Hastings is feeling very good about this marathon as she said her training has been extremely consistent and has been progressing for the last 9-months. She doesn’t take any confidence from one killer workout, but rather the whole buildup of consistent workouts.

She has struggled in her last two marathons as she DNFd at the 2012 Yokohama Marathon and only ran 2:42 in NYC last year. However, this time around she feels she’s finally adapted to the faster training she has been doing in Providence under coach Ray Treacy as they incorporate a lot of faster half-marathon type workouts into the marathon buildup. Workouts like 4-5 x 2-mile around 10K pace (low 5-minute pace in Hastings’ case).

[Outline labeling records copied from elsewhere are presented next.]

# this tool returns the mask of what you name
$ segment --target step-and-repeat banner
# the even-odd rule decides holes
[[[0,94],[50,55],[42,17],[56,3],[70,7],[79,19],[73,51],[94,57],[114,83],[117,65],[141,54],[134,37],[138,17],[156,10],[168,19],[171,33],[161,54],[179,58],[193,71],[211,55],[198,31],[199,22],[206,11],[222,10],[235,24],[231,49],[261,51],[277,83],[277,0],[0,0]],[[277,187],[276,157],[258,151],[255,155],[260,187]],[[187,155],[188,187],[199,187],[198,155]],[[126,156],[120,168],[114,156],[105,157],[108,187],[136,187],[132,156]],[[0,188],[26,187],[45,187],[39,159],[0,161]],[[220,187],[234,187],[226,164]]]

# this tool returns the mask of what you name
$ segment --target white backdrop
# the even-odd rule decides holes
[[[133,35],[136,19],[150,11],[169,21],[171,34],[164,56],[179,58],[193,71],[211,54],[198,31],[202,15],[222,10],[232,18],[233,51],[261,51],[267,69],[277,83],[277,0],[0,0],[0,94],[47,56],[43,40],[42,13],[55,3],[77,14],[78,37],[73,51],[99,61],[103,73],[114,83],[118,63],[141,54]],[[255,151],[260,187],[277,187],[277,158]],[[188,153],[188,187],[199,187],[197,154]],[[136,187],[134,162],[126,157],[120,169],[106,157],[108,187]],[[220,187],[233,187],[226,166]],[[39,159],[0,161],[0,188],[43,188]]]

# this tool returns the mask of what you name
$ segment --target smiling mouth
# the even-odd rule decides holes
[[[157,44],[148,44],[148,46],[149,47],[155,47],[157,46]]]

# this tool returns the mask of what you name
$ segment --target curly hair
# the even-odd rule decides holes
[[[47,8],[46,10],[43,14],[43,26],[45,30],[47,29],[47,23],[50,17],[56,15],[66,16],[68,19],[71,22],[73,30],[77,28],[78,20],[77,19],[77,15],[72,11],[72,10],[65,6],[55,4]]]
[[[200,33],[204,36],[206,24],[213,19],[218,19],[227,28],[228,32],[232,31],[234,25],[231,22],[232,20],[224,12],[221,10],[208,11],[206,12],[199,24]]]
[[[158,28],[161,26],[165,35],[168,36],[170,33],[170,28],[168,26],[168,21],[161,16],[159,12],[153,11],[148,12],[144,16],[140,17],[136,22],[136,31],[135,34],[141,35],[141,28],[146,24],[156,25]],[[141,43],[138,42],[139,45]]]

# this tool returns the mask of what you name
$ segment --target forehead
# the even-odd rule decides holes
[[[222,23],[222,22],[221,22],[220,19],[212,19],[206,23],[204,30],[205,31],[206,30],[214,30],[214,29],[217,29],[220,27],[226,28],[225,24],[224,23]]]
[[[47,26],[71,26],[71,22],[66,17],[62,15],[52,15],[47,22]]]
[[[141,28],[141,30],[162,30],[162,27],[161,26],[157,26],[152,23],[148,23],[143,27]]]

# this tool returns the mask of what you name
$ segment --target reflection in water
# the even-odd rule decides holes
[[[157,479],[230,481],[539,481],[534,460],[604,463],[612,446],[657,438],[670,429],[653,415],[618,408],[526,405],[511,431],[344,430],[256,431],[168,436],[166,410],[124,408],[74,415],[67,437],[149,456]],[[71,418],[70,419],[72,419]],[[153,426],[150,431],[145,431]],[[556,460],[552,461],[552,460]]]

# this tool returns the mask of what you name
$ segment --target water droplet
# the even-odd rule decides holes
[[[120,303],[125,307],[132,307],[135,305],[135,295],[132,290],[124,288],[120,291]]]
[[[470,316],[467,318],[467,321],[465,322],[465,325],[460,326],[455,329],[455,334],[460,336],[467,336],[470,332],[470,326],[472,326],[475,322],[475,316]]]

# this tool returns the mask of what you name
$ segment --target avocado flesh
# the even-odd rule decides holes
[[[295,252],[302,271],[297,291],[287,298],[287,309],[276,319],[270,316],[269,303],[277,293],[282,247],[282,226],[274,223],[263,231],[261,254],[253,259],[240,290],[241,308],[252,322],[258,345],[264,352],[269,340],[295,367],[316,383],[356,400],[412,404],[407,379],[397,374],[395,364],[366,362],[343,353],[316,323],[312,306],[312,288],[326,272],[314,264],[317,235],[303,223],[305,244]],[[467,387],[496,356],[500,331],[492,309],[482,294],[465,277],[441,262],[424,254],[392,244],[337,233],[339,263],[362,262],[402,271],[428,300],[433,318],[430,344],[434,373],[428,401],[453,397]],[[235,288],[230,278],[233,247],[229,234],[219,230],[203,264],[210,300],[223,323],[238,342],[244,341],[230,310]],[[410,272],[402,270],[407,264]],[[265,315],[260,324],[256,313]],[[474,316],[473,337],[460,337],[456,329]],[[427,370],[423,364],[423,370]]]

We asked her if it’s been difficult doing this marathon buildup without her usual training partner, Kim Smith, who’s currently out after she had foot surgery. Hastings told us that they try to have hers and Molly Huddle’s workouts lineup whenever possible and that other times she’s been really lucky to have fiancé Alistair Cragg jump in some workouts with her (they’re getting married in less than a month).

As far as time goals, she’d be happy with any PR, but “really happy” with 2:26 (we assume she means 2:26 flat or low since it’d be very hard for her to PR and not run 2:26-something).

Lisa Uhl: “If I can sustain 6-minute pace for 26.2, I’ll walk away happy on Sunday.”

Uhl said that her training has been good leading up to Chicago, but that she and her coach, Cory Ihmels, took a much more conservative approach than she has with training in the past. Looking at mileage, in the past she was running 100-120 miles a week, but as she’s struggled a lot with injuries and burnout the past couple of years they decided to run less, more in the 90-100 range. Uhl says, “I’d rather walk into [Chicago] being a little bit under-trained and healthy and feeling fresh than over-trained.”

Uhl stated that her workouts and long runs have been longer than what she did in the past, and she executed all the training she wanted to do, but that she’s just incorporated more recovery. She feels her training has been coming together well the past 2-4 weeks and would be happy to run 2:37, saying, “If I can sustain 6-minute pace for 26.2, I’ll walk away happy on Sunday and feeling like I took a big step forward.” She points out that back in June she only ran 5:55 pace for the Bix 7-Mile so she’s come a long way. Uhl plans on going out on 6-minute pace through the half and if she feels good, picking it up and try to break into the 2:35 range.

As Uhl has noted herself, the past couple years have been a bit of a struggle and the marathon is a way for her to try something new. She has always preferred the longer marathon-type training and definitely plans on running the Olympic Marathon Trials. She figures three-shots to make the Olympics (marathon, 10K, and 5) is better than just one.

Uhl, like Hastings, also benefits from having male training partners. Her husband did all her long runs with her (either running or on a bike) and a local Des Moines high school coach who has run 2:25 did most of her other weekly workouts. Uhl called him the “unsung hero” of her training.